Staff Applied Scientist

Adobe•San Jose, CA

About The Position

Adobe Firefly’s ASML group invites research scientists and engineers passionate about conditional generation and editing of large generative AI models. This role emphasizes images and videos. We strive to advance generative AI technology while guaranteeing models possess excellent quality and control. We are especially looking for candidates experienced in large-scale, industry-level pre-training and mid-training of multi-modality generative models. This role has a direct effect on the quality of Adobe’s image and video generation models, supporting next-generation creative workflows for millions of users. As an Applied Scientist at Adobe, you will join a world-class team of applied researchers and engineers building the future of digital experiences.
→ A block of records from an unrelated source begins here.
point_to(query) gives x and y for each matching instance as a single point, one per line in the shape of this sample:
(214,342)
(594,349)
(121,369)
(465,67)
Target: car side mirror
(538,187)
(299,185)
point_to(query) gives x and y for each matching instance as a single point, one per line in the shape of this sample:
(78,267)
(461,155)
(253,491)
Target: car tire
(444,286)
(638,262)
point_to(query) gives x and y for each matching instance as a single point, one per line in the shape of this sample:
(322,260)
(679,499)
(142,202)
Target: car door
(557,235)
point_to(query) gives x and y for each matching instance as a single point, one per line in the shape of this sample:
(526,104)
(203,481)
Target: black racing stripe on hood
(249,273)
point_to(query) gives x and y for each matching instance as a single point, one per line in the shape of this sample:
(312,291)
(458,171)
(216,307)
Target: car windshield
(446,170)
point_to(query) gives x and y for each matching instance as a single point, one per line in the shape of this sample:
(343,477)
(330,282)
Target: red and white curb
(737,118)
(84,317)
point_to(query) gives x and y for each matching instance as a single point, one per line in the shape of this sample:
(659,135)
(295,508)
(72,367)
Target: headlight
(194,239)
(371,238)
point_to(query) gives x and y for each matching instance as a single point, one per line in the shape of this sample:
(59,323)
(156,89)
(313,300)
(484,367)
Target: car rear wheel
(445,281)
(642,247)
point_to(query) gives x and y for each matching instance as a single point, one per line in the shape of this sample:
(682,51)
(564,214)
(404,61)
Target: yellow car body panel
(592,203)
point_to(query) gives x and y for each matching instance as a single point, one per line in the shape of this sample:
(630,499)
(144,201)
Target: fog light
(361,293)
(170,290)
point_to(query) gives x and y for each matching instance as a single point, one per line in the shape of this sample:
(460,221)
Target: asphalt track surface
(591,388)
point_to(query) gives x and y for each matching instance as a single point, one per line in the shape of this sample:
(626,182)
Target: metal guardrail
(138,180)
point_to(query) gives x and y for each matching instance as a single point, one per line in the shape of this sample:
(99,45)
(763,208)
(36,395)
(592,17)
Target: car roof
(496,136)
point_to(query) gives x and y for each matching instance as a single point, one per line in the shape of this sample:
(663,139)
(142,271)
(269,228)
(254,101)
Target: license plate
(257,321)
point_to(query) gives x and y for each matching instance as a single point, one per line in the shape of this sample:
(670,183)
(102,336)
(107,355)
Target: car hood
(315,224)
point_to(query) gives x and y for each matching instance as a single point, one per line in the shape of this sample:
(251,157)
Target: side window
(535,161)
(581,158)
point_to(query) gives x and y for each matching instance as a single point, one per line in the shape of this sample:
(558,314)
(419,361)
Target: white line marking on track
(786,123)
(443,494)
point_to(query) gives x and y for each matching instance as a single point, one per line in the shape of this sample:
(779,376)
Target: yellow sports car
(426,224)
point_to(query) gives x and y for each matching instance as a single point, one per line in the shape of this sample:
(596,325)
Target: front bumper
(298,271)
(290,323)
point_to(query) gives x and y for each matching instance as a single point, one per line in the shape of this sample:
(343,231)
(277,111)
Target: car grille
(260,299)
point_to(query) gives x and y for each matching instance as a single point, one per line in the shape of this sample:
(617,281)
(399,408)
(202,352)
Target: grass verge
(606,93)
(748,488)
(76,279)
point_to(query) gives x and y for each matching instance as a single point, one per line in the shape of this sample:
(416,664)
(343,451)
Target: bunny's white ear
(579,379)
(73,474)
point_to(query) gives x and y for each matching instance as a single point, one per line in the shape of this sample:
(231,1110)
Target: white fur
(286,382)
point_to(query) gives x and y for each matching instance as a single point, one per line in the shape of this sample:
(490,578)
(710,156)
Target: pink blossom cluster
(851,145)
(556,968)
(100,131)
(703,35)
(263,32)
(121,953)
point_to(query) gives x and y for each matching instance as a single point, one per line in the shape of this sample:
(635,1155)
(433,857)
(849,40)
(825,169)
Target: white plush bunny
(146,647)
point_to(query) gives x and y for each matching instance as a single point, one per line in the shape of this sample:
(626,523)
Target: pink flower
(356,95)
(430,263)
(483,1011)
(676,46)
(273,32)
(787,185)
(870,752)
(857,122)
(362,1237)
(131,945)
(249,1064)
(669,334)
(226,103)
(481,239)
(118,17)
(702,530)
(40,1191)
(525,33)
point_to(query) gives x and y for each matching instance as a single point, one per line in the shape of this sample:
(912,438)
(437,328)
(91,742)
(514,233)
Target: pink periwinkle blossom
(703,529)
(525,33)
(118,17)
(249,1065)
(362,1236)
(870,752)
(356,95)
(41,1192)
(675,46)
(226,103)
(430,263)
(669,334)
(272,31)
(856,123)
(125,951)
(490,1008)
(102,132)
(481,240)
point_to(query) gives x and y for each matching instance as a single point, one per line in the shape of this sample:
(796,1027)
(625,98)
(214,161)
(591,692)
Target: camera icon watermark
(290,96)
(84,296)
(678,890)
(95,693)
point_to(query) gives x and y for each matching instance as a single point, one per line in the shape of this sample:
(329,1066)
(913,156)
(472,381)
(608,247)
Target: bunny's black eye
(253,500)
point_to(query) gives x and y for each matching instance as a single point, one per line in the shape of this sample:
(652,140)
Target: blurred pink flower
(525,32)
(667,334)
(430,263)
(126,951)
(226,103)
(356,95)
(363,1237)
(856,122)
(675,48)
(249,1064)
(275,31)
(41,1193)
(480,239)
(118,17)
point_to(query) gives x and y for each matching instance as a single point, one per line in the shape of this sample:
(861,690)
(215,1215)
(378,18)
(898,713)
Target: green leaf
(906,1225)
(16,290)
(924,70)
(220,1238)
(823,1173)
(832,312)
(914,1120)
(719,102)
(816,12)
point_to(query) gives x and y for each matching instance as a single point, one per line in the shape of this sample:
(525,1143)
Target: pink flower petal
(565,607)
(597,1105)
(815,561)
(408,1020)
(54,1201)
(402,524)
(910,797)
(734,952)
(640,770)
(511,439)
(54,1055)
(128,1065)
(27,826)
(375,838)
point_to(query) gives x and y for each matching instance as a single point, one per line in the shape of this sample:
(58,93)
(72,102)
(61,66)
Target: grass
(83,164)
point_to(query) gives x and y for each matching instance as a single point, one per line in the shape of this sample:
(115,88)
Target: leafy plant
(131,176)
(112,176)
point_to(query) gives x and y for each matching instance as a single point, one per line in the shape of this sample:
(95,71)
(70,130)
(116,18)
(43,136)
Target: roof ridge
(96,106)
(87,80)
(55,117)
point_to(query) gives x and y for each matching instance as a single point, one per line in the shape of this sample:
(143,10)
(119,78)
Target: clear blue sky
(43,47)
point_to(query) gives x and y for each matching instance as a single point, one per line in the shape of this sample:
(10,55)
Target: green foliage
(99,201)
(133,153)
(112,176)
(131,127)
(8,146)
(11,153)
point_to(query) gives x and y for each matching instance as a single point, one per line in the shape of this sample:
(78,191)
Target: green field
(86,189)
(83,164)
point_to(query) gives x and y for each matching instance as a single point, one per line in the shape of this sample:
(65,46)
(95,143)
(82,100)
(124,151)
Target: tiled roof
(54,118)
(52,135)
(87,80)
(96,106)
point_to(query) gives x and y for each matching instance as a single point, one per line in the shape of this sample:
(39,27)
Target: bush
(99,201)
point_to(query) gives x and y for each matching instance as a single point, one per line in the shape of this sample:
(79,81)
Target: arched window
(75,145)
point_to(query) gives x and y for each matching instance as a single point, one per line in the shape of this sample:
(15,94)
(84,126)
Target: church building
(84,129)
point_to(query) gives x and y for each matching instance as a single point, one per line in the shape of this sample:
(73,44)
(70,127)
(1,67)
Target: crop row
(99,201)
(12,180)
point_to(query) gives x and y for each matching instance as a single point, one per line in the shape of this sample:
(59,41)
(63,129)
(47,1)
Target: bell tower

You will have the opportunity to innovate across the full training stack, collaborate across data, modeling, and product, and see your work ship to customers worldwide.

Requirements

Ph.D. in Computer Science, Machine Learning, or a related field, with significant industry experience building and shipping large-scale ML systems.
Deep expertise in modern generative architectures such as diffusion models, with experience owning end-to-end conditional generation or editing pipelines for image, video, or audio.
Proven ability to architect and scale ML systems using frameworks like PyTorch, including leading distributed training infrastructure design.
Extensive experience in VLM finetuning for image, video, and audio understanding, with a track record of aligning research goals with product requirements.
Experience owning large-scale automated captioning pipelines across image, video, and audio datasets.
Strong software engineering skills in Python and PyTorch, with emphasis on production-quality systems.
Excellent communication skills with the ability to influence technical direction across teams and present strategy to senior leadership.

Responsibilities

Define and drive the technical strategy for mid-training approaches that improve editing capabilities across Adobe's multimodal generative models for image, video, and audio.
Own and drive multiple complex workstreams within the mid-training stack (e.g., image-to-image editing, instruction-based editing, cross-modal editing), making key architectural and prioritization decisions.
Set technical direction for large-scale captioning pipelines and lead VLM finetuning strategy to improve multimodal understanding across visual and auditory domains.
Own end-to-end workflows for data curation, quality improvements, and distributed training, driving infrastructure decisions that unblock the broader organization.
Drive alignment across research, data, evaluation, infrastructure, pre-training, and post-training teams, influencing leadership on technical strategy and investment priorities.
Mentor junior and mid-level engineers through design reviews and technical guidance, raising the team's overall capability.